Indeks itu, yang sering dilihat sebagai indikator kesehatan pasar karena peran transportasi dalam ekonomi yang hidup. Artinya berdiri hanya 2,6% dari rekor penutupan pada 12 Januari dan naik 9,4% sejak meletakkan di titik nadir 2018 pada bulan April, menurut WSJ Market Data Group seperti mengutip marketwaatch.com.

Kinerja transportasi sangat penting karena ancaman perang dagang dan tren naik dalam minyak mentah CLN8, -1,28% sebaliknya harus membuktikan angin sakal untuk grup.

Meskipun demikian, DJT selesai naik 0,6% pada hari Jumat, bahkan ketika sebuah spat perdagangan antara China dan AS meningkat. Indikasinya dengan Beijing menyerang balik terhadap keputusan Trump untuk menerapkan tarif 25% pada US$50 miliar dalam produk-produk China.

Para ahli teori Dow melihat momentum ke atas baik di industri Dow dan mengangkut sebagai membentuk pola bullish. Masih ada banyak pekerjaan yang harus dilakukan untuk alat pengukur tersebut untuk memicu sinyal beli langsung.

Namun, saat ini Dow berdiri sekitar 5,7% dari rekor tertinggi 26 Januari. Sedangkan S & P 500 3,2% menjauh dari puncaknya pada akhir Januari.

Sementara itu, salah satu ukuran pasar volatilitas, Indeks Volatilitas Cboe VIX, -1.16%, yang dikenal sebagai VIX, telah mengalami tren yang sangat rendah sejak lonjakan pada bulan Februari.

Indeks, yang mencerminkan taruhan bullish dan bearish pada S & P 500 dalam 30 hari mendatang dan cenderung turun karena saham naik. Ini menunjukkan harapan yang meredup untuk penurunan tiba-tiba dalam saham karena saham cenderung menurun lebih cepat daripada mereka naik.

Ke depan indeks menghadapi banyak beban. Meskipun tarif sejauh ini tidak mengakibatkan sentimen negatif yang lama. Namun ancaman terbesar adalah bahwa eskalasi ketegangan pada akhirnya dapat menghambat pertumbuhan ekonomi global.

"Eskalasi ketegangan perdagangan bisa terbukti memiliki konsekuensi yang mengerikan di kedua perekonomian. Kami memperkirakan bahwa jika AS memberlakukan pembatasan perdagangan pada US$150 miliar impor dari China, dan China akan membalasnya dengan cara yang sama, pukulan untuk setiap ekonomi bisa mencapai 0,3-0,4%," tulis Gregory Daco, kepala ekonomi AS di Oxford.

Ekonomi, dalam catatan penelitian hari Jumat, mengacu pada dampak pada produk domestik bruto.

Sementara itu, kekhawatiran terus-menerus tentang kemungkinan inversi kurva imbal hasil, garis yang memplot imbal hasil Treasury dari jangka waktu terpendek ke periode terlama, telah membayangi para investor.

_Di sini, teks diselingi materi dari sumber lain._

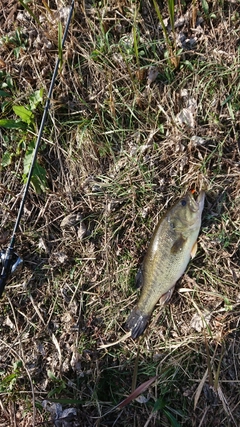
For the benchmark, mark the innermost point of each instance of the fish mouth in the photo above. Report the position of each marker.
(198, 203)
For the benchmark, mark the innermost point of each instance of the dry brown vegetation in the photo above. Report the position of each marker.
(129, 131)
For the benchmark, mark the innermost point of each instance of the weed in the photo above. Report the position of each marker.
(116, 155)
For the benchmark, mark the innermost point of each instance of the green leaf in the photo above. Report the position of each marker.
(4, 94)
(171, 418)
(23, 113)
(38, 178)
(35, 99)
(12, 124)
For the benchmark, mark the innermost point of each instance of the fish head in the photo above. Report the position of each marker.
(188, 210)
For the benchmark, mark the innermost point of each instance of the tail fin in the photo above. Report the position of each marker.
(136, 323)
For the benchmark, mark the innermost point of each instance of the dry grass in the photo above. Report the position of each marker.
(117, 154)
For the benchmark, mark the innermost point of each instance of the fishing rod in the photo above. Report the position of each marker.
(8, 258)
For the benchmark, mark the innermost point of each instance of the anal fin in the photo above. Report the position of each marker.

Biasanya, hasil jangka pendek lebih rendah dari kertas yang lebih panjang tanggal karena investor cenderung menuntut hasil yang lebih kaya untuk pinjaman lebih jauh ke masa depan. Namun, karena banyak investor memendam kekhawatiran bahwa ekspansi ekonomi saat ini tidak dapat bertahan lebih lama karena mendekati ekspansi tahun kesembilan berturut-turut.

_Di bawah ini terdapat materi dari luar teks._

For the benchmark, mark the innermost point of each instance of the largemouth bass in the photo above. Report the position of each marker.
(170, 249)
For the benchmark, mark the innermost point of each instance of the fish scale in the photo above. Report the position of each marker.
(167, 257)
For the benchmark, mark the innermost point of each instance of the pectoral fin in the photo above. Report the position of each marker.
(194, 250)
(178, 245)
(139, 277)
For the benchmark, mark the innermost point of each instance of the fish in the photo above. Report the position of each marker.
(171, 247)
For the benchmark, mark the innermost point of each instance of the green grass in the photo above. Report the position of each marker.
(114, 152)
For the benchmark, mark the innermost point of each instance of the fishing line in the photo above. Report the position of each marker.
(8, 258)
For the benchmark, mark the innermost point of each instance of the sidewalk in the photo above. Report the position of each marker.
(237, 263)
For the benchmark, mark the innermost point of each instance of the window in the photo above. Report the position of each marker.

Investor telah membeli obligasi Treasury 10-tahun TMUBMUSD10Y, -0,62%, mendorong imbal hasil, yang bergerak terbalik untuk harga, lebih rendah. Sementara itu, Treasury 2-tahun TMUBMUSD02Y, -0,15%, lebih sensitif terhadap kenaikan suku bunga the Fed, telah melihat beberapa penjualan, nudging yields naik.

Disebut inversi kurva-yield, karena utang dengan jangka waktu lebih pendek menawarkan imbal hasil yang lebih kaya daripada rekan yang memiliki jangka waktu lebih panjang, telah menjadi prediktor yang akurat dari resesi.